Accepting these caveats, a number of conclusions can be gleaned from our analysis, notably that modifying lifestyle risk factors would lead to significant changes in the proportion of the population at risk for CRC. Although this could have been predicted a priori by the higher ORs for these factors, it is the combination of RR together with the prevalence of the factor within the population that determines the overall impact. Population screening programs for the early detection of CRC are widespread.3,4 In contrast, there is currently a low profile for strategies targeting lifestyle factors in those at highest risk, which is particularly relevant for younger age groups. Such an approach could potentially encourage behavioral changes and help to significantly reduce CRC rates. This is especially important because over recent decades the lifetime risk of CRC has increased,1 owing to a change in the dietary and lifestyle factors of the general population, which is characterized by higher levels of obesity and more sedentary pastimes.31 However, research is required to determine how individuals might actually respond to risk assessment based on genetic information.

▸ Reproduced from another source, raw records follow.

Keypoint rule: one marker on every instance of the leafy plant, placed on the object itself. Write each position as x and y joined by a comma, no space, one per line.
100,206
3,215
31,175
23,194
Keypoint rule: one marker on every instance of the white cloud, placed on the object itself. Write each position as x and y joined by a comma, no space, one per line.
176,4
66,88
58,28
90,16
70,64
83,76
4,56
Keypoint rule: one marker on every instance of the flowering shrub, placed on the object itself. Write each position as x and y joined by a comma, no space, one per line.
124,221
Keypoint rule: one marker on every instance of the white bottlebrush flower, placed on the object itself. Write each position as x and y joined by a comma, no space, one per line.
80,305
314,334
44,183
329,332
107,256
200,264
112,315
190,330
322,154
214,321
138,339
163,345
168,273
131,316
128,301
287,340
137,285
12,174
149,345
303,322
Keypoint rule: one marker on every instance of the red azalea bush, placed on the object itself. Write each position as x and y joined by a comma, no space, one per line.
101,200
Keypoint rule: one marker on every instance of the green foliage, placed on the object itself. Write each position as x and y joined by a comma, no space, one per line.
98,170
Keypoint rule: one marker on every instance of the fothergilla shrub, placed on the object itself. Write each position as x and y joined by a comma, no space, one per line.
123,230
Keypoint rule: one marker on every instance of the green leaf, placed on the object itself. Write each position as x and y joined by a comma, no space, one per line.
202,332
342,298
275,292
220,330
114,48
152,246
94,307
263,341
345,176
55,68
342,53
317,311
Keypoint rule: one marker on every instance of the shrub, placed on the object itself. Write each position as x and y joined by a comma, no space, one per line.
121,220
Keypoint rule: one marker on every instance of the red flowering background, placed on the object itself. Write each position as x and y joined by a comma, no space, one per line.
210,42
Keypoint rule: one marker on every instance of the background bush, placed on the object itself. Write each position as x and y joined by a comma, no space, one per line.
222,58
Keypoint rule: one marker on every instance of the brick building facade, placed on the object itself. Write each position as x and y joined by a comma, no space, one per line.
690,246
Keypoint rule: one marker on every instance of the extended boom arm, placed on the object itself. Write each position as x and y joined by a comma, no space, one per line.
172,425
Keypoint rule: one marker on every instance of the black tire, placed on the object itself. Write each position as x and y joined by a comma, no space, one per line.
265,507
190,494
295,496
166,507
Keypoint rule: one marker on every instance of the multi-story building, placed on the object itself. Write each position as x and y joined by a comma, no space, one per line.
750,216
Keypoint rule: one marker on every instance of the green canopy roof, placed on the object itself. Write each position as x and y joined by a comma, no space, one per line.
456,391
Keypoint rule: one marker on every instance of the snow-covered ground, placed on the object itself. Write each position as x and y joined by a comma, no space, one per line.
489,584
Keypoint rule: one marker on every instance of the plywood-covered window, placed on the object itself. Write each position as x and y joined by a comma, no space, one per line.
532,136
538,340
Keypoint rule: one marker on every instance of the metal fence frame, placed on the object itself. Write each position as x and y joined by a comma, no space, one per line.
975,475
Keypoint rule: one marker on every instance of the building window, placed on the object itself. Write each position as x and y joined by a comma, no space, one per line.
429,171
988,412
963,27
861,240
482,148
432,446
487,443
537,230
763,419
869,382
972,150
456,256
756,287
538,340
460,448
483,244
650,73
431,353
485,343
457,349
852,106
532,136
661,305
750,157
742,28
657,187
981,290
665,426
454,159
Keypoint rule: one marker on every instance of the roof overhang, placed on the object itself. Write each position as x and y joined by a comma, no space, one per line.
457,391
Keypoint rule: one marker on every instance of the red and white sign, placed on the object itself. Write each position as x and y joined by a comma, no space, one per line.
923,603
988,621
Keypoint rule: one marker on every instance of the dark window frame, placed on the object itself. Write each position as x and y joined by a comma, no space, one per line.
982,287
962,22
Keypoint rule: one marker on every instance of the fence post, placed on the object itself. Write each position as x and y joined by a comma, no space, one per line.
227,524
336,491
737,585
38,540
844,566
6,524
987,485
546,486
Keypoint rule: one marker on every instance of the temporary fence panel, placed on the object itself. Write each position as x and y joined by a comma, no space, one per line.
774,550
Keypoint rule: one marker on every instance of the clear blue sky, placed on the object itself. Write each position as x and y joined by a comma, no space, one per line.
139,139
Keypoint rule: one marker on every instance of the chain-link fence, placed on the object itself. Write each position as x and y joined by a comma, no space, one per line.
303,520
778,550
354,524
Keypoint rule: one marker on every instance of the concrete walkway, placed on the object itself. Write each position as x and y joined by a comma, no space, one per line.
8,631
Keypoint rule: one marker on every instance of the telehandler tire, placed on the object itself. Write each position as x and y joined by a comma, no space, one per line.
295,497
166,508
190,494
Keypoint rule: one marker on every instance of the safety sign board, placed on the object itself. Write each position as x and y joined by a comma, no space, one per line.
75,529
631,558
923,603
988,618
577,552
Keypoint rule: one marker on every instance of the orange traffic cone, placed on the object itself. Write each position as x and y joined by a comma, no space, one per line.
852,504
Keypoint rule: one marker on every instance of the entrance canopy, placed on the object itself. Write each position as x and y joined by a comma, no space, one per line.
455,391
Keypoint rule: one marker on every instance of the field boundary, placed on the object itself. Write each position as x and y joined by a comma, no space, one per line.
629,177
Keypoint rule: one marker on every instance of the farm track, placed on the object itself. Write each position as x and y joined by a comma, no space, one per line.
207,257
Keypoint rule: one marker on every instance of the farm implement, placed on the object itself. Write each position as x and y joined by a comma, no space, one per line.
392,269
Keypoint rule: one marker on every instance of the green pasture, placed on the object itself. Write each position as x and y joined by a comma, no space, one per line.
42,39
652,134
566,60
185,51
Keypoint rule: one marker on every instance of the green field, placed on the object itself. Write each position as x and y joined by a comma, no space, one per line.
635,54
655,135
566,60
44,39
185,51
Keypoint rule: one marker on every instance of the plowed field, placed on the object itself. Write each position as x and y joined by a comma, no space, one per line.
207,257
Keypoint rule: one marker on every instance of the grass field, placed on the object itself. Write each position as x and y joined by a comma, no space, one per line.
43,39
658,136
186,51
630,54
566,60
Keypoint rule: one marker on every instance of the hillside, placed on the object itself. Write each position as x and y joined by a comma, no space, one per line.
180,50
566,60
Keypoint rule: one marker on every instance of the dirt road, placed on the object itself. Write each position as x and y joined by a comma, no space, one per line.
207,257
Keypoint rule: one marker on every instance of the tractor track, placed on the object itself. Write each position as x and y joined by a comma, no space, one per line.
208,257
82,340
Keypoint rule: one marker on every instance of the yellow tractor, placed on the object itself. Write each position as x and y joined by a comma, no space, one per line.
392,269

Although modeling indicates that certain individuals will reduce their CRC risk by changing their behavior, the time needed for changes in environmental risk factors to have an effect on risk is unknown, is likely to differ for each factor, and is something only able to be determined prospectively. Important research is needed to further elucidate the genetic and environmental contributions to risk and to measure the long-term impact of behavioral change on CRC outcomes. Finally, if profiling and risk stratification are to be adopted in public health, then prediction tools are needed that are easy to use by health-care professionals.


The authors declare no conflict of interest.